The style and grace of a heritage past is reflected in the designs. Inspired by Peranakan culture, they comprise broad-shouldered garments with wide sleeves, V-necks and buttoned-up collars.
Sarong skirts or wide trousers that define that era are also highlighted. The collection is said to capture a romantic and nostalgic mood often seen in vintage photos of Peranakan families.
“For this Chinese New Year, people are looking for something fresh yet traditional, ” Looi says. “Our ladies would either dress in classic silhouettes with funky prints or have rich quality materials in quirky silhouettes.”
She adds: “Teal, mint and yellow are the few colours that are in trend at the moment, which fits perfectly with the Baba Nyonya theme. The use reflects how colourful their lifestyles were, from the kuih to ceramics.”
For Looi, nailing the perfect look for the festivities is all about being confident. She says that it is always nice to see families dressing up according to a specific theme for the festivities.
“If you’d like to keep it simple, go for an A-line dress. If you’re going all out, stick to the classic cheongsam but go loud with accessories. Anything gold or emerald green will go great with red.”
Other designers like Khoon Hooi and Izrin Ismail (of the Innai Red label) have also unveiled Chinese New Year collections that draw from elements of tradition and heritage.
For Izrin, it is the scenes of florals and foliage of paintings, as well as a modern lattice pattern inspired by bamboo, that she focuses on to give her designs that extra special feel.
A mix of fabrics and textures are incorporated into versatile staples – qipao that double as a top over jeans – plus comfy silhouettes like the shift dress or travel-friendly fabric that is perfect for Malaysian weather.

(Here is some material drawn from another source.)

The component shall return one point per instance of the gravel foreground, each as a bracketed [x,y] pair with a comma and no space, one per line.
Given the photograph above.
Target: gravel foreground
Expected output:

The Innai Red label’s signature ruffles, beadworks, peekaboo sheer organza and peplum details make an appearance, done masterfully to respect the traditional silhouette while showcasing modern relevance.
Different pieces are designed in a variety of sleeve lengths and hemlines – again to offer style and practical versatility. Each piece is completed with handmade Chinese buttons for the full ode to tradition, but in a glamorous way.
Khoon Hooi is also focusing on the qipao for his collection. Aside from his gorgeous bespoke pieces, he offers six contemporary ready-to-wear variations of the traditional outfit.
He says that his designs are inspired by the artistry and opulence of the artefacts and antiques of the Chinese dynasties of ancient China. Pearl buttons and crystal adornments are used extensively.
Also making an appearance on the fabrics are iconic Chinese symbols like the crane for longevity and peace, the magpie or xi que for happiness, and peonies from the Ming dynasty.
That said, Khoon Hooi is embracing new silhouettes and modern elements. These include dramatic puffy sleeves and pleated mermaid skirts, as well as ruffled hems, buckled bows and cape-like sleeves.
According to him, his creations are made for all women. There is a variety of cuts, from the figure-hugging qipao style to a relaxed shift shape. Women who prefer a trendier look can opt for culottes instead.